Geno2pheno co-receptor

The EucoHIV has the objective to provide a validated and refined version of the geno2pheno[coreceptor] model and server that is targeted to replacing the classical model used today.

  1. Geno2pheno[coreceptor] has become a main stake in HIV therapy with Maraviroc over Europe. While the “classical” g2p[coreceptor] model [1] has become something like a “de facto” standard due to the rising number of independent retrospective validations and its support by medical expert guidelines, several improvements of the model are underway or envisioned.

  2. In a preliminary analysis, the explicit incorporation of a descriptor of the V3-loop structure has led to improvements both in the power of the tropism prediction and in the interpretability of the result [2] . Recently, advanced software incorporating the structure of the V3-loop in the tropism analysis has been made available of the geno2pheno website (geno2pheno[structure]) [3].

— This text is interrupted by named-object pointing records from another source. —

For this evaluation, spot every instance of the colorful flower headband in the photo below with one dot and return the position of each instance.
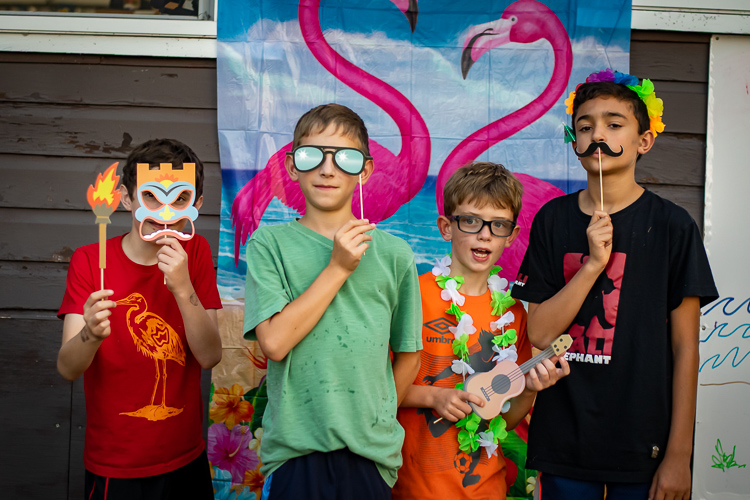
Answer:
(645, 91)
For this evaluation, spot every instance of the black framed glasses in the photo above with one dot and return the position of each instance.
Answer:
(349, 160)
(472, 224)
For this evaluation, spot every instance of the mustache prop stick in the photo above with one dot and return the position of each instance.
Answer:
(104, 197)
(604, 147)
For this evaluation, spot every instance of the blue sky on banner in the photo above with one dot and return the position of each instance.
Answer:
(267, 77)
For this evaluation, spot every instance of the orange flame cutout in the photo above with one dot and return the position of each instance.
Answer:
(105, 191)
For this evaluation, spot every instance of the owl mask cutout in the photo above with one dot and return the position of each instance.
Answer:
(166, 197)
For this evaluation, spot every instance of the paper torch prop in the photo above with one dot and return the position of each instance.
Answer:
(104, 197)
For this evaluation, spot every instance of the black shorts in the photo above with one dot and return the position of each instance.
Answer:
(336, 475)
(191, 481)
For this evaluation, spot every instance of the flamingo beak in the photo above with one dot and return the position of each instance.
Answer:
(481, 38)
(410, 10)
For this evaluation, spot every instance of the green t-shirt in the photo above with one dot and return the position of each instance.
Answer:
(334, 389)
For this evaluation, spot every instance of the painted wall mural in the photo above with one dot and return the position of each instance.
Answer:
(439, 84)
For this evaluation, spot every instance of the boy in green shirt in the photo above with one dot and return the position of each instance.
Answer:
(325, 314)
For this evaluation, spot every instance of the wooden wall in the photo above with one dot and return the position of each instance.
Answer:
(69, 114)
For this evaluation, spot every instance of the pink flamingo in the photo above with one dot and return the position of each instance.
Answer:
(397, 178)
(524, 21)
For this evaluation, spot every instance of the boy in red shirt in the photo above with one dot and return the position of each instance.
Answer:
(142, 341)
(464, 301)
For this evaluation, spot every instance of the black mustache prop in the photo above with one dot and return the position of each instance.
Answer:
(598, 145)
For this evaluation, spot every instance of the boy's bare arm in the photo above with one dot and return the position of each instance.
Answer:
(405, 369)
(83, 334)
(450, 404)
(672, 478)
(548, 320)
(281, 332)
(201, 325)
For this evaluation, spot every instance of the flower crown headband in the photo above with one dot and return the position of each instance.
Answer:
(645, 91)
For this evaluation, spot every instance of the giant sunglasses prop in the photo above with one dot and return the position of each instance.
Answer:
(166, 196)
(349, 160)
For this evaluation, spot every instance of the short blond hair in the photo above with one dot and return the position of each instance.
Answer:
(483, 183)
(348, 123)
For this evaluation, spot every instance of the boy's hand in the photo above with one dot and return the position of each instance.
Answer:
(96, 313)
(349, 244)
(599, 234)
(452, 404)
(672, 480)
(173, 263)
(545, 374)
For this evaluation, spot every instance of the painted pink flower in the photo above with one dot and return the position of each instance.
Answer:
(228, 450)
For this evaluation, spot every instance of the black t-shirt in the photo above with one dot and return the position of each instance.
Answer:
(612, 413)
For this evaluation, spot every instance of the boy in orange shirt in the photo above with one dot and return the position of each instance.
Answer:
(469, 323)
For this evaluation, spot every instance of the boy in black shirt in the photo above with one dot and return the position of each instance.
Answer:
(624, 272)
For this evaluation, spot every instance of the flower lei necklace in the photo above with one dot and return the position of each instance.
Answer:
(468, 439)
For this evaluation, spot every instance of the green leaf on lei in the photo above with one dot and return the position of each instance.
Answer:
(508, 338)
(466, 441)
(455, 311)
(500, 302)
(441, 280)
(497, 426)
(644, 89)
(460, 348)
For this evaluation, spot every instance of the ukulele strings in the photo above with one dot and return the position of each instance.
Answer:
(526, 367)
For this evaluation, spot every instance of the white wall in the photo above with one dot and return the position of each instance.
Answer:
(723, 413)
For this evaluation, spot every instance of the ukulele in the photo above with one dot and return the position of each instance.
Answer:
(507, 379)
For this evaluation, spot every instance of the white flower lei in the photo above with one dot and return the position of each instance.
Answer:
(503, 346)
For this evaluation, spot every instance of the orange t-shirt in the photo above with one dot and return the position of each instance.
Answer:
(433, 466)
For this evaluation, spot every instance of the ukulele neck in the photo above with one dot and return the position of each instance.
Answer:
(545, 354)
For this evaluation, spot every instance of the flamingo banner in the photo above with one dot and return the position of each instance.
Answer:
(439, 84)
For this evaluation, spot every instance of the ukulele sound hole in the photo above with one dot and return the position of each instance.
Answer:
(500, 384)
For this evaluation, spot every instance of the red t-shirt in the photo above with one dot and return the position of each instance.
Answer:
(434, 467)
(135, 426)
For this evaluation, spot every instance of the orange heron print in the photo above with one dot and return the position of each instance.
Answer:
(155, 339)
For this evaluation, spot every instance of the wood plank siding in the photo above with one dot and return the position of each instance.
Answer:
(64, 118)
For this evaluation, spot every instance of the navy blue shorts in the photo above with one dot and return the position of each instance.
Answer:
(551, 487)
(189, 481)
(338, 474)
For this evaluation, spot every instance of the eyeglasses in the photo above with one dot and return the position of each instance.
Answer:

  3. The geno2pheno[454] server exercises the classical clonal g2p[coreceptor] model on sequence mixtures coming from deep sequencing measurements (454 technology) [4]. The result is a set of predictions for each clone in the mixture. From this set the final prediction as to whether Maraviroc can be used is made based on heuristic estimates of the false positive rate threshold for calling X4 and on the maximum fraction of X4 calls in the mixture allowable for using Maraviroc. In a recent study, this way of fusing the information on the tropism calls of all sequences in the mixture has been refined with two effects: (1) We have an improved accuracy of predicting therapy success (follow-up), (2) we can use the deep sequencing data to derive a more highly predictive model on population Sanger sequencing data [5].

In an exploratory study the prediction of viral tropism has been based on more detailed laboratory measurements of the efficiency of viral cell entry based on viral and cellular determinants. This model is currently being refined [6].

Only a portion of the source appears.